Don’t give up the fight

October arrives and right on schedule, it’s cold. Under fifty when I get out of bed. Not too cold for the plants yet, which look the same as the day and the week before as I regard them from the other side of the window, but too cold for me to want to step outdoors before breakfast and take a closer look. That’s the difference. I miss my morning garden service. The freedom of just opening the door and (without “dressing for the weather”) taking the slow walk through the front and then the back gardens. A tour of inspection at some moments; but more fundamentally a physical, sense-based reconciliation to fleshly existence. Sealed in the book of life once more! The gift of life (or lucky accident: choose your metaphor) in a beautiful world! It’s still here, and we’re still in it. What luck!... Yet somehow I just don’t have the urge to go out and experience all that for the simple reason that I’ll be – cold. Forty-nine degrees is not my friend.
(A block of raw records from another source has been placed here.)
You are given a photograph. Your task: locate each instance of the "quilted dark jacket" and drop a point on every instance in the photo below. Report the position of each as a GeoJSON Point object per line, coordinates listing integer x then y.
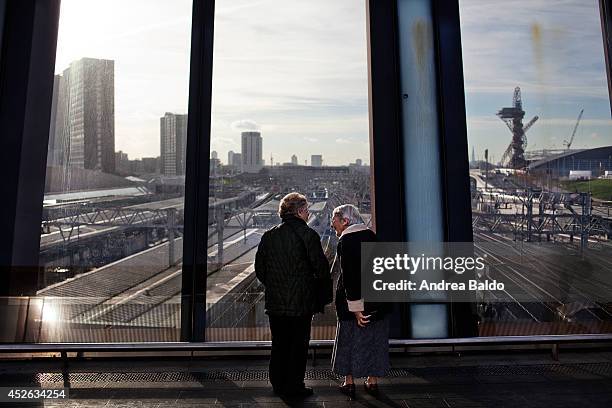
{"type": "Point", "coordinates": [287, 258]}
{"type": "Point", "coordinates": [349, 280]}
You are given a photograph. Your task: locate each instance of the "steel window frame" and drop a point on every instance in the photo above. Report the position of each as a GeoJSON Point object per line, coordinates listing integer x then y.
{"type": "Point", "coordinates": [27, 61]}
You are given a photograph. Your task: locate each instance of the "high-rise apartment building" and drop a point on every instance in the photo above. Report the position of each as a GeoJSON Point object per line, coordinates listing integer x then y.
{"type": "Point", "coordinates": [173, 138]}
{"type": "Point", "coordinates": [82, 131]}
{"type": "Point", "coordinates": [252, 160]}
{"type": "Point", "coordinates": [316, 160]}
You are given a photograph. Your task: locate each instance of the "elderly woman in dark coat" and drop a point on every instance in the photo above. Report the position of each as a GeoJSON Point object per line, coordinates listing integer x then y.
{"type": "Point", "coordinates": [361, 347]}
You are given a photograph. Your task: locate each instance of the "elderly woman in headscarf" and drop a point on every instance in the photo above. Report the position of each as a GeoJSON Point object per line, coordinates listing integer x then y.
{"type": "Point", "coordinates": [361, 347]}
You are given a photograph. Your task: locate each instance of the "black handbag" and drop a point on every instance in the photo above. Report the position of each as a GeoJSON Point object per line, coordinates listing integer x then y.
{"type": "Point", "coordinates": [324, 287]}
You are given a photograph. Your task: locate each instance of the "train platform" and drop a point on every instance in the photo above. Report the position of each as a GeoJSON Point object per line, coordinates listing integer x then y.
{"type": "Point", "coordinates": [526, 378]}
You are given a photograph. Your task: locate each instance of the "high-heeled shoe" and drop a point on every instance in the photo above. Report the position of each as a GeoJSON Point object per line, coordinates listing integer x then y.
{"type": "Point", "coordinates": [348, 389]}
{"type": "Point", "coordinates": [371, 389]}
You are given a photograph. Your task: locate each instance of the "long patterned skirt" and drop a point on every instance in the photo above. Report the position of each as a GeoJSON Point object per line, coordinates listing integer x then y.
{"type": "Point", "coordinates": [361, 351]}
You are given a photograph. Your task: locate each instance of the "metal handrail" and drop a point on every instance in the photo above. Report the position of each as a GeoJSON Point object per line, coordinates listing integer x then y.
{"type": "Point", "coordinates": [315, 344]}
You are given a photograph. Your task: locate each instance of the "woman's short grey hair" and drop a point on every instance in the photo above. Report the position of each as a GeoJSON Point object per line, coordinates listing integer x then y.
{"type": "Point", "coordinates": [348, 212]}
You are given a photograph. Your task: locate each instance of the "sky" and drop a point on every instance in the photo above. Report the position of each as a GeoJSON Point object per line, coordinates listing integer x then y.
{"type": "Point", "coordinates": [555, 54]}
{"type": "Point", "coordinates": [297, 71]}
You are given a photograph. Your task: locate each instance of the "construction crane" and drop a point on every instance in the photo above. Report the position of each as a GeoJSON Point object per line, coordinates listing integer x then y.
{"type": "Point", "coordinates": [514, 156]}
{"type": "Point", "coordinates": [567, 143]}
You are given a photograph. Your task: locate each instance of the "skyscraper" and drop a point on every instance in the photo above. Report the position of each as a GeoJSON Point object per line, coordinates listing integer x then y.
{"type": "Point", "coordinates": [316, 160]}
{"type": "Point", "coordinates": [82, 131]}
{"type": "Point", "coordinates": [173, 138]}
{"type": "Point", "coordinates": [252, 160]}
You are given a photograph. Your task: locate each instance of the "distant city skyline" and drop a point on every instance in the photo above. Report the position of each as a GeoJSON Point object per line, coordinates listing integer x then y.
{"type": "Point", "coordinates": [315, 95]}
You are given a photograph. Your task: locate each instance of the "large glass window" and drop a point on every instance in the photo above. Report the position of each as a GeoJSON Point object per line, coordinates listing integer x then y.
{"type": "Point", "coordinates": [540, 146]}
{"type": "Point", "coordinates": [289, 113]}
{"type": "Point", "coordinates": [110, 243]}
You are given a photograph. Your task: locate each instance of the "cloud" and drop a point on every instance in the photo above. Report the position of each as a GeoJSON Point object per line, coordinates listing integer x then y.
{"type": "Point", "coordinates": [244, 125]}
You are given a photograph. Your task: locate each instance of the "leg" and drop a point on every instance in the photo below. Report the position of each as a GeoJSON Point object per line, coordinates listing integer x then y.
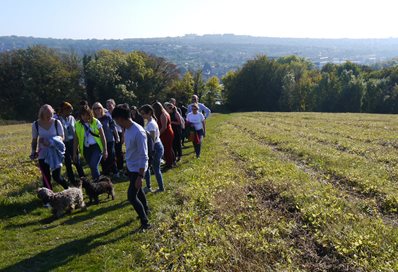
{"type": "Point", "coordinates": [156, 164]}
{"type": "Point", "coordinates": [68, 161]}
{"type": "Point", "coordinates": [119, 153]}
{"type": "Point", "coordinates": [79, 167]}
{"type": "Point", "coordinates": [148, 178]}
{"type": "Point", "coordinates": [58, 178]}
{"type": "Point", "coordinates": [111, 163]}
{"type": "Point", "coordinates": [93, 157]}
{"type": "Point", "coordinates": [46, 175]}
{"type": "Point", "coordinates": [136, 198]}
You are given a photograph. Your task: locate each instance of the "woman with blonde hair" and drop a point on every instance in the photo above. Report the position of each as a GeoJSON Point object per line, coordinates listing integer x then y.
{"type": "Point", "coordinates": [111, 136]}
{"type": "Point", "coordinates": [196, 120]}
{"type": "Point", "coordinates": [90, 140]}
{"type": "Point", "coordinates": [68, 124]}
{"type": "Point", "coordinates": [166, 133]}
{"type": "Point", "coordinates": [44, 131]}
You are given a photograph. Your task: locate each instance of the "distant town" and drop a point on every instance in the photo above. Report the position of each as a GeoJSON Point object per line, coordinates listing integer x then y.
{"type": "Point", "coordinates": [215, 55]}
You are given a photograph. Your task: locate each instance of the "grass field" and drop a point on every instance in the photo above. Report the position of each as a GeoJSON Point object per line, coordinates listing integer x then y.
{"type": "Point", "coordinates": [272, 191]}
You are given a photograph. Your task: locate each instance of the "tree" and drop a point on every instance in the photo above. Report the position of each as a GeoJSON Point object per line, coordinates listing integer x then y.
{"type": "Point", "coordinates": [212, 92]}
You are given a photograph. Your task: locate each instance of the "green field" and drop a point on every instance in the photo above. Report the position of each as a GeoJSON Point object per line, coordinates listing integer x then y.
{"type": "Point", "coordinates": [272, 191]}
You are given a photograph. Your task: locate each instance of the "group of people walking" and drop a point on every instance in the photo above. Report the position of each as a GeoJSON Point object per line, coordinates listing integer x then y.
{"type": "Point", "coordinates": [151, 133]}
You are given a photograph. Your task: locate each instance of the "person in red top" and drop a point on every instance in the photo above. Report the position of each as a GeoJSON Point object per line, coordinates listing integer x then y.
{"type": "Point", "coordinates": [166, 133]}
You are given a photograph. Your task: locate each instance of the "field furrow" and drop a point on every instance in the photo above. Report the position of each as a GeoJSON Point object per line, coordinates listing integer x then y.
{"type": "Point", "coordinates": [361, 175]}
{"type": "Point", "coordinates": [339, 226]}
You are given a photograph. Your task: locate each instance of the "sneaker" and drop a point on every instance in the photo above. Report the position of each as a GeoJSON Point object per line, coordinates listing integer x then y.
{"type": "Point", "coordinates": [145, 226]}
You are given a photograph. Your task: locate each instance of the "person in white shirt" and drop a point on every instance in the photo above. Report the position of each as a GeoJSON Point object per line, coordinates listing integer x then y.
{"type": "Point", "coordinates": [136, 161]}
{"type": "Point", "coordinates": [43, 130]}
{"type": "Point", "coordinates": [68, 124]}
{"type": "Point", "coordinates": [110, 105]}
{"type": "Point", "coordinates": [196, 120]}
{"type": "Point", "coordinates": [201, 106]}
{"type": "Point", "coordinates": [147, 113]}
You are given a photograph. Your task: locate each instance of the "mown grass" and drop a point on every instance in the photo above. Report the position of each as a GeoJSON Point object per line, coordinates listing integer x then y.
{"type": "Point", "coordinates": [272, 191]}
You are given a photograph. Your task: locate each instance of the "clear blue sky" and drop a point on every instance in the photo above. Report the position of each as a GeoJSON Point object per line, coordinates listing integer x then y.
{"type": "Point", "coordinates": [117, 19]}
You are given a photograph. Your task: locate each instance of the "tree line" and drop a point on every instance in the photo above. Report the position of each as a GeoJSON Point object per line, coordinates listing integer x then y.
{"type": "Point", "coordinates": [37, 75]}
{"type": "Point", "coordinates": [293, 84]}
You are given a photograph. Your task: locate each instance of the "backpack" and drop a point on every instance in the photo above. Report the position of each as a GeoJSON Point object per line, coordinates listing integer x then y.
{"type": "Point", "coordinates": [151, 147]}
{"type": "Point", "coordinates": [56, 126]}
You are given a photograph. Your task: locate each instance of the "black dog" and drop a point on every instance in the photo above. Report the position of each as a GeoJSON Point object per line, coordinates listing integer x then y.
{"type": "Point", "coordinates": [101, 185]}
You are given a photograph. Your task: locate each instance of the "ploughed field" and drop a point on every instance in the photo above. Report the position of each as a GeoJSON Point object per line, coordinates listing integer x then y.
{"type": "Point", "coordinates": [271, 191]}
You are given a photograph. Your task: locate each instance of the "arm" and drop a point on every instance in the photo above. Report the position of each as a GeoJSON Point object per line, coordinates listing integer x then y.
{"type": "Point", "coordinates": [60, 129]}
{"type": "Point", "coordinates": [143, 158]}
{"type": "Point", "coordinates": [34, 154]}
{"type": "Point", "coordinates": [163, 121]}
{"type": "Point", "coordinates": [207, 111]}
{"type": "Point", "coordinates": [103, 140]}
{"type": "Point", "coordinates": [75, 146]}
{"type": "Point", "coordinates": [178, 120]}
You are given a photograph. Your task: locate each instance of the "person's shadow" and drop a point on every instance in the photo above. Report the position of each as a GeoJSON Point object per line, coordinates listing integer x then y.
{"type": "Point", "coordinates": [53, 258]}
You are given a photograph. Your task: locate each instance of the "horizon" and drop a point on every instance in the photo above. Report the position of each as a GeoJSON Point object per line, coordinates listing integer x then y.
{"type": "Point", "coordinates": [124, 19]}
{"type": "Point", "coordinates": [196, 35]}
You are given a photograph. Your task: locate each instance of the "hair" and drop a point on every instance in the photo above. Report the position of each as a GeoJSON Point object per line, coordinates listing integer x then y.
{"type": "Point", "coordinates": [121, 111]}
{"type": "Point", "coordinates": [195, 105]}
{"type": "Point", "coordinates": [147, 109]}
{"type": "Point", "coordinates": [83, 103]}
{"type": "Point", "coordinates": [158, 108]}
{"type": "Point", "coordinates": [43, 108]}
{"type": "Point", "coordinates": [112, 101]}
{"type": "Point", "coordinates": [99, 105]}
{"type": "Point", "coordinates": [85, 110]}
{"type": "Point", "coordinates": [65, 106]}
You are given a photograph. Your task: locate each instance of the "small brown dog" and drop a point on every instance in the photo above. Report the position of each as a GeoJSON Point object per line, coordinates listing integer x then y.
{"type": "Point", "coordinates": [67, 200]}
{"type": "Point", "coordinates": [93, 189]}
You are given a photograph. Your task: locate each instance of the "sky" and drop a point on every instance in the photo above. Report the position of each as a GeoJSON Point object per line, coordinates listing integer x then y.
{"type": "Point", "coordinates": [120, 19]}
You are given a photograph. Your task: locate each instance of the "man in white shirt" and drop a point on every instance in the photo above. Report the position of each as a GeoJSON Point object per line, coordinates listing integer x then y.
{"type": "Point", "coordinates": [136, 161]}
{"type": "Point", "coordinates": [202, 107]}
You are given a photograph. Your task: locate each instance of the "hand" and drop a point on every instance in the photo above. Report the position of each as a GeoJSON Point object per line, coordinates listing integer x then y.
{"type": "Point", "coordinates": [34, 155]}
{"type": "Point", "coordinates": [74, 158]}
{"type": "Point", "coordinates": [105, 155]}
{"type": "Point", "coordinates": [44, 141]}
{"type": "Point", "coordinates": [138, 183]}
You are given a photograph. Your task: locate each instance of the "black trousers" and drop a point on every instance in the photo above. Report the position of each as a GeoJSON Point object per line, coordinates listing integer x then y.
{"type": "Point", "coordinates": [177, 144]}
{"type": "Point", "coordinates": [68, 163]}
{"type": "Point", "coordinates": [119, 153]}
{"type": "Point", "coordinates": [56, 174]}
{"type": "Point", "coordinates": [137, 199]}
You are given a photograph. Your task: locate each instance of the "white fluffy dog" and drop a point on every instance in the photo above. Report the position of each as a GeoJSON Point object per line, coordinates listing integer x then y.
{"type": "Point", "coordinates": [67, 200]}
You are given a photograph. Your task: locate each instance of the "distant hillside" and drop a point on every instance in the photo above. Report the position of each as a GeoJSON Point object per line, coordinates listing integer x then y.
{"type": "Point", "coordinates": [217, 54]}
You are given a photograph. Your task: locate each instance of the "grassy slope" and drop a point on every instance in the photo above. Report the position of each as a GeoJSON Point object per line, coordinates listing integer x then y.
{"type": "Point", "coordinates": [271, 192]}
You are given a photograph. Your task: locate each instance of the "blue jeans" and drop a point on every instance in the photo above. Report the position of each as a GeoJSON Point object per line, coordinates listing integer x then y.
{"type": "Point", "coordinates": [137, 198]}
{"type": "Point", "coordinates": [159, 151]}
{"type": "Point", "coordinates": [93, 156]}
{"type": "Point", "coordinates": [109, 165]}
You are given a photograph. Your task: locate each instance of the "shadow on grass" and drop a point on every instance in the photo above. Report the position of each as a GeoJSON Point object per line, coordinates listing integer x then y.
{"type": "Point", "coordinates": [12, 209]}
{"type": "Point", "coordinates": [95, 213]}
{"type": "Point", "coordinates": [76, 217]}
{"type": "Point", "coordinates": [53, 258]}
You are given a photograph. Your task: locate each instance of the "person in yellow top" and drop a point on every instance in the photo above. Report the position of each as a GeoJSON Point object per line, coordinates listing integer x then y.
{"type": "Point", "coordinates": [90, 140]}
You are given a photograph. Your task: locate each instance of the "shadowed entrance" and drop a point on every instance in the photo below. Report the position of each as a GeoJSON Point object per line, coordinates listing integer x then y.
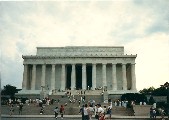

It works for others, but not for me. I want all outdoors to love me. I want to feel the sun, the heat, the light. I want those molecules jumping.
The other day, when some at least of those conditions were obtaining, I was out front performing one of my little late-season maintenance chores, re-staking the zinnia for the third or fourth time. We had had wind and rain, and the top heavy, heavily-flowered, thick-stalked annual had pitched to the side at a forty-five degree angle, hanging on its supports. The plant is about four feet tall. Its flowers are red and round and very large. The remarkable thing about the size is that it is our only zinnia, grown from seed, under this year’s innovation, the cold frame. Of course I did not set out to grow one zinnia. I must have transplanted about thirty seedlings. But the weather was terrible in June, rain or clouds every day, not enough sun; I watched them all weaken, develop holes in their little leaves, fade away like – spilt milk, words writ on water. Some seedlings do not prosper; it is the way of things. I took about a half dozen of the most likely survivors and transplanted them to the front, where the sun is steadiest and, after a couple of weeks, only one remained. I don’t know why. Did it consume all the usable nutrients, suck the life out from underneath the others? As in some sort of fable, all the other seedlings sicken and die, and one boffo bonanza oversized flower grows tall and colorful and eats sun like air.
So, as everything slowly fades, even the perennials that held their banners high through the late declining season, our one zinnia continues to add biomass and flowers, and weight (evidently), and strains against the bamboo poles I use to hold it up and wants to come crashing down like a redwood under the ax.
I grab a few more bamboo stakes, thrust them in the ground, tie a few more bonds around the branches to lever up the main stalk, the mast of my autumn schooner, and tie the knot.
As I’m engaged in this struggle, the neighbor from across the street – whose own yard is filled with marigolds and mums, pretty good fall flowers – calls out, “Give it up! It’s all over!”
This is meant as companionable banter, a kind of cheerfully cynical New England-knowing piece of advice. But all I can do is shake my head.
No. Never. Never give up.
I will keep trimming, deadheading, watering, and otherwise manipulating plant material to see what I can keep alive, what sort of show I can maintain, for as long as I can. I remember annuals blooming in December some years; flowers under the snow: pansies. I think I’ll go get some pansies.
As for the red zinnia, the new support system has held. It’s tall and straight and blazing. And now the sun has come out. What a beautiful world!